On centralisait des opérations financières sur des plateformes avec une porte d’entrée par continent. Pour l’Europe, j’ai moi-même piloté la délocalisation des activités comptables vers la Pologne. Donc, cela nécessite de s’appuyer sur les nouvelles technologies (scan de documents comptables, visioconférences…). Tous ces outils sont aujourd’hui mis au service de la recherche d’emploi, sans parler des tâches qui seront prises en charge par l’intelligence artificielle. Il en va de même dans tous les grands groupes qui impulsent les méthodes d’organisation.
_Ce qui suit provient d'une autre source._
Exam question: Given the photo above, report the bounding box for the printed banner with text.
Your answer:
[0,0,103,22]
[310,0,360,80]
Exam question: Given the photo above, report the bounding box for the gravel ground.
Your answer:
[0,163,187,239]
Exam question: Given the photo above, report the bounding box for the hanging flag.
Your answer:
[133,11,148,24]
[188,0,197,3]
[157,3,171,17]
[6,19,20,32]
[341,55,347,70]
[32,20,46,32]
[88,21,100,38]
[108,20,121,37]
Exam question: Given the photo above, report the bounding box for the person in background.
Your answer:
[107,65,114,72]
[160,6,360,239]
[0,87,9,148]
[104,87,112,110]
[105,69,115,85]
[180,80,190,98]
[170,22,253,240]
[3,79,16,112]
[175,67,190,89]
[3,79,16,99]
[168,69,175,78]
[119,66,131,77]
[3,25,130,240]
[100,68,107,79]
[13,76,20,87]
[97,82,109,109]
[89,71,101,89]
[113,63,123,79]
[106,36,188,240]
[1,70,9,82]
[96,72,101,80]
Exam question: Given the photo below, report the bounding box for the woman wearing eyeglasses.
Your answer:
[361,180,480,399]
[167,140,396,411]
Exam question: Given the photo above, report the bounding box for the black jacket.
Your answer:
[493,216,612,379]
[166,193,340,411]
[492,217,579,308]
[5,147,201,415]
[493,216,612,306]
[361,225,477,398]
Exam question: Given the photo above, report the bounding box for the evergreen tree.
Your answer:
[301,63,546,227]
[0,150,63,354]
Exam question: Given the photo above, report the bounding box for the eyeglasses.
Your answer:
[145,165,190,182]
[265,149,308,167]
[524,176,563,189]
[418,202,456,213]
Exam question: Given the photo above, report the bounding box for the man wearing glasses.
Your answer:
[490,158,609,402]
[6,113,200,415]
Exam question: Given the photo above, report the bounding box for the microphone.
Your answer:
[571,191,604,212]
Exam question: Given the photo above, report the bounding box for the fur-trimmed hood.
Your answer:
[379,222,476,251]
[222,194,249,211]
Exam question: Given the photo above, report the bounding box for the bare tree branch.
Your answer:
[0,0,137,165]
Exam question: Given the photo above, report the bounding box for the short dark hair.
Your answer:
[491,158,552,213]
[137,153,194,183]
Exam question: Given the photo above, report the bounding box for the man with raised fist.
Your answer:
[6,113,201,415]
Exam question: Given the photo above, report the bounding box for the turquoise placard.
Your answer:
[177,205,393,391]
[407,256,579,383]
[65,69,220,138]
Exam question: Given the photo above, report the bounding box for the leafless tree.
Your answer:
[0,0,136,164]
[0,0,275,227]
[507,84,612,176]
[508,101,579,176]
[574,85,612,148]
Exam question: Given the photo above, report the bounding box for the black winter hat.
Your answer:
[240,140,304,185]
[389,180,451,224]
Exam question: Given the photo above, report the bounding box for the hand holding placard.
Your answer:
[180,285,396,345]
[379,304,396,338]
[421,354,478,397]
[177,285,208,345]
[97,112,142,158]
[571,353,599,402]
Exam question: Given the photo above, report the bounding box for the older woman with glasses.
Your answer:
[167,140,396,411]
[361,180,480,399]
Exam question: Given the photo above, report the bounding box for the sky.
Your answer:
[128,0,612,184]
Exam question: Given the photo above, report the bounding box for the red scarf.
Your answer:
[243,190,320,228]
Outre peut-être une certaine sensibilité, il s’agit surtout d’un état d’esprit qui transcende le temps et l’espace. Il requiert une ouverture sur le monde extérieur, en termes d’analyse et d’anticipation.
Cet intérêt tient aussi à une volonté de refuser la politique de l’autruche et cela n’est pas lié à une question d’âge. Qu’on le veuille ou non, tout se transforme. Les jeunes qui arrivent sur le marché du travail savent qu’ils ne travailleront pas les 40 prochaines années chez le même employeur, ni au même poste et que celui-ci suivra les évolutions technologiques et celles apportées par l’intelligence artificielle.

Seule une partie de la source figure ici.